O governo Lula enfrenta desafios na inflação dos alimentos, com impacto na renda dos mais pobres e nas estratégias de recuperação econômica, enquanto busca soluções para fortalecer a produção interna.

  • Por Zeca Dirceu

    Tempo estimado de leitura: 5 minutos

    Em menos de dois anos, o governo Lula conseguiu reverter tendências desastrosas da economia brasileira, apesar das dificuldades no Congresso Nacional e da oposição de setores do mercado, incluindo o Banco Central. Entre os indicadores socioeconômicos positivos, destaca-se a estabilidade do processo inflacionário, essencial para a estabilidade social e econômica e para as estratégias de reconstrução do país. No entanto, um alerta surge no cenário: a inflação dos alimentos é preocupante.

    Em outubro, a inflação geral acumulada em 12 meses superou ligeiramente a meta, mas sem refletir desajustes substanciais ou riscos macroeconômicos. Contudo, a inflação dos alimentos persiste como um problema, especialmente para os mais pobres, afetando diretamente sua renda. Essa volatilidade impacta o bom humor dos consumidores e desgasta o governo, que enfrenta uma crescente pressão.

    De janeiro de 2020 a outubro de 2024, o IPCA geral subiu 32,3%, enquanto a inflação da alimentação no domicílio foi de 52,6%, com produtos essenciais, como o arroz, sofrendo uma inflação de 114%. Com alimentos básicos com preços elevados, a população de baixa renda recorre a produtos ultraprocessados, cujos preços também aumentaram, como o miojo, cuja inflação foi de 62,2%.

    Em termos de inflação alimentar, o Brasil supera 130 países entre 171 pesquisados, de acordo com dados da Trading Economics. Como isso é possível, sendo o segundo maior produtor de alimentos do mundo? A explicação não é simples: o ciclo exportador do agronegócio, iniciado na década de 1990, transferiu grandes áreas de cultivo de alimentos básicos, como arroz e feijão, para a produção de commodities destinadas à exportação.
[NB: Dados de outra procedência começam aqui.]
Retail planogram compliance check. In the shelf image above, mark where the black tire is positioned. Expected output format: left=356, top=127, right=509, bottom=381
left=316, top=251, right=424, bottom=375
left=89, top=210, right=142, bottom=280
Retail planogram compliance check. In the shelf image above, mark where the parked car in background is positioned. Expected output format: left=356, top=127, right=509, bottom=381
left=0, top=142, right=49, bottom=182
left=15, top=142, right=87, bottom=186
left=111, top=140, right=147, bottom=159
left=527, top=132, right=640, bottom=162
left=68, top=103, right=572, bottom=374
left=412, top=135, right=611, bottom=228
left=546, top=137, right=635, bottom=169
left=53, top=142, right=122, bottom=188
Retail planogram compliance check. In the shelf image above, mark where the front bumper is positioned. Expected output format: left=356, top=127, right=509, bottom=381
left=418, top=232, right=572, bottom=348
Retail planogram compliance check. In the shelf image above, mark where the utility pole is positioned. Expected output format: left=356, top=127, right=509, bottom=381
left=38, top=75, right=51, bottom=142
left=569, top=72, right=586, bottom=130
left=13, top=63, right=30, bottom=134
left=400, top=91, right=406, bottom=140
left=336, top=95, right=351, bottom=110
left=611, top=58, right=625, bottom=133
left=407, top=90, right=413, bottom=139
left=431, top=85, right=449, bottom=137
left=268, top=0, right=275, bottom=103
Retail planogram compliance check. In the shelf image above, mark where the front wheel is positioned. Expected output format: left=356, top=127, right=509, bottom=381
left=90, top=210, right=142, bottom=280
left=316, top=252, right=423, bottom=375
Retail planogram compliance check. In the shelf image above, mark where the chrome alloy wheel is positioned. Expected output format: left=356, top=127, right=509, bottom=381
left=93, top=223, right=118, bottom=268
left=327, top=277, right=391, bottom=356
    Entre 2023 e 2032, as projeções indicam que as áreas de arroz e feijão sofrerão uma redução de 1 milhão de hectares cada. O mercado interno não consegue competir com o mercado externo devido à combinação de câmbio, preços internacionais e os incentivos da Lei Kandir aos exportadores.

    Além disso, a crise climática intensifica os sinistros de produção, agravando a escassez e a volatilidade dos preços. A qualidade da concepção e gestão das políticas públicas, somada a práticas especulativas, também contribui para essa pressão sobre os preços. Assim, o Brasil enfrenta problemas circunstanciais e estruturais que impactam a oferta e, consequentemente, os preços dos alimentos, representando uma ameaça às estratégias de fortalecimento da renda da população.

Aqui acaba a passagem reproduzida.